Jul 6 2004
In 2002, underage youth saw more alcohol advertising than adults in magazines, and girls were even more exposed to this advertising than boys, according to a study in the July issue of The Archives of Pediatrics & Adolescent Medicine.
Background information in the article states: “Underage drinking is a serious public health problem in the United States, associated with lower educational attainment, greater likelihood of attempting suicide or of engaging in risky sexual behavior, and increased risk of drinking-driving mortality compared with the population 21 years and older.” In 2002, alcohol companies in the U.S. spent $1.9 billion on magazines, newspaper, television, radio, and outdoor advertisements, 21.1 percent of which was used in magazines advertising.
David H. Jernigan, Ph.D., of Georgetown University, Washington, D.C., and colleagues investigated adolescent girls’ and boys’ (ages 12 to 20 years) exposure to alcohol advertising in magazines compared to alcohol ad exposure for men and women (ages 21 to 34, and 21 years and older). The researchers examined readership data from 2001 and 2002 for 103 national magazines in which a total of 6,239 alcohol advertisements appeared. The advertisements were divided according to alcohol type: beer and ales, distilled spirits, low-alcohol refreshers (LARs, i.e. sweet-flavored alcoholic beverages, alcopops, alcoholic lemonades), and wine.

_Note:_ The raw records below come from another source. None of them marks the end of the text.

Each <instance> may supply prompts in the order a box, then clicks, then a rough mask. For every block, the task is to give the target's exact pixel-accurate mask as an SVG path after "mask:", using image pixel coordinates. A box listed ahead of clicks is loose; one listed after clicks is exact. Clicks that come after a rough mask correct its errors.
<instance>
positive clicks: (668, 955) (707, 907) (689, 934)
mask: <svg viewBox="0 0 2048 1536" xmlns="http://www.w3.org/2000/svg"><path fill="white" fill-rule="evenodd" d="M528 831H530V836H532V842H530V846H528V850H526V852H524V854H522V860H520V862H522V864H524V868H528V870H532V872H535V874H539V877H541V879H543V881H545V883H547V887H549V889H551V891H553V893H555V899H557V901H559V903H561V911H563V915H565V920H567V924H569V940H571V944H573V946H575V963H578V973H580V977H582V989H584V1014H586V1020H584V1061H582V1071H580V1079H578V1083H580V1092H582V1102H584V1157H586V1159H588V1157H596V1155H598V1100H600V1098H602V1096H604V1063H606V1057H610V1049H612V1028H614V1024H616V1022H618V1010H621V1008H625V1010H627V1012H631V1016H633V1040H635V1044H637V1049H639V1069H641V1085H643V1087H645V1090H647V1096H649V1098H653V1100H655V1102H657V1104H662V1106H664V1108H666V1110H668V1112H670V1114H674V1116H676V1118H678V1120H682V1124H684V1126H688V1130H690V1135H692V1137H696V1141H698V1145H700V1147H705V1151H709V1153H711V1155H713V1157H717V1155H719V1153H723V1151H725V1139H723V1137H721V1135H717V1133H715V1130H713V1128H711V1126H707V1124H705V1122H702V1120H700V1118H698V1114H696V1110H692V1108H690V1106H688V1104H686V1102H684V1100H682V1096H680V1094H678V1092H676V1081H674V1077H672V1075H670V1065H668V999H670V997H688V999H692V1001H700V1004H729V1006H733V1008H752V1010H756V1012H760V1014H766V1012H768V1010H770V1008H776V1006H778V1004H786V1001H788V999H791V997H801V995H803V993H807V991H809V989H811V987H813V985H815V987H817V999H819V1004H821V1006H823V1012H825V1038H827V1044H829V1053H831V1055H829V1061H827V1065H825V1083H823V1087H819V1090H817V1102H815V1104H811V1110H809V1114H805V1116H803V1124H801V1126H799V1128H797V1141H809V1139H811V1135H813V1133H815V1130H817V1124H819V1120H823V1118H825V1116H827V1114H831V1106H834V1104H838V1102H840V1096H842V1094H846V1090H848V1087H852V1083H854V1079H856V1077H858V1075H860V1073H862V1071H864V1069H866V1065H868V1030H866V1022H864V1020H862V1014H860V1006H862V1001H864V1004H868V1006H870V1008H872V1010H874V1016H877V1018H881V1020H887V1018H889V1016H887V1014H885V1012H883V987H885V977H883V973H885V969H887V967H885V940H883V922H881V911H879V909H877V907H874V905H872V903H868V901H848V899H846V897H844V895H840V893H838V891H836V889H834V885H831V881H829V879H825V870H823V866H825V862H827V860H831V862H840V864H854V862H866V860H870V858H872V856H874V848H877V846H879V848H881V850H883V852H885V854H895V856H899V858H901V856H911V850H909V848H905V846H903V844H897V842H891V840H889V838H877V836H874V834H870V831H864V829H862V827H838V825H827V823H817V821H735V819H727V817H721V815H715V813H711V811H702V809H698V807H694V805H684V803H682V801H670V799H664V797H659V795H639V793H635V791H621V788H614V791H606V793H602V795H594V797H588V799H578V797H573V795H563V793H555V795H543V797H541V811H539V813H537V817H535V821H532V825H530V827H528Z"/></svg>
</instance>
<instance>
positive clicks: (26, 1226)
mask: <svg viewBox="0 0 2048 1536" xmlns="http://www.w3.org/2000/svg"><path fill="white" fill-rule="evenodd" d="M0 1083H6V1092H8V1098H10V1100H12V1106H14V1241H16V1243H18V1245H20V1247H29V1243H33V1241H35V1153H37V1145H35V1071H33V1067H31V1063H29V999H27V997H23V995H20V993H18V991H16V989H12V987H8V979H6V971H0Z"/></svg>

The researchers found that in 2002 underage youth (12 to 20 years of age) in the U.S. saw 45 percent more beer and ale advertising; 12 percent more distilled spirits advertising; 65 percent more LAR advertising; and 69 percent less advertising for wine than men and women of legal drinking age. From 2001 to 2002, both girls’ and boys’ exposure to alcohol advertisements decreased in every alcohol category except LAR advertisements, which increased by 216 percent and 46 percent respectively. For underage boys, 13 brands (11 distilled spirits and two beers) accounted for half of their alcohol advertising exposure, while 16 brands of alcohol (14 distilled spirits, one beer, and one LAR) accounted for half of the advertising exposure to underage girls.
The authors write: “In the context of youth generally being more likely per capita than the legal-age audience to see magazine advertising for beer and ale, distilled spirits, and LARs, perhaps the most striking finding of our analysis is the level or overexposure experienced by girls.” They state in conclusion: “Exposure of underage girls to alcohol advertising is substantial and increasing, pointing to the failure of industry self-regulation and the need for further action.”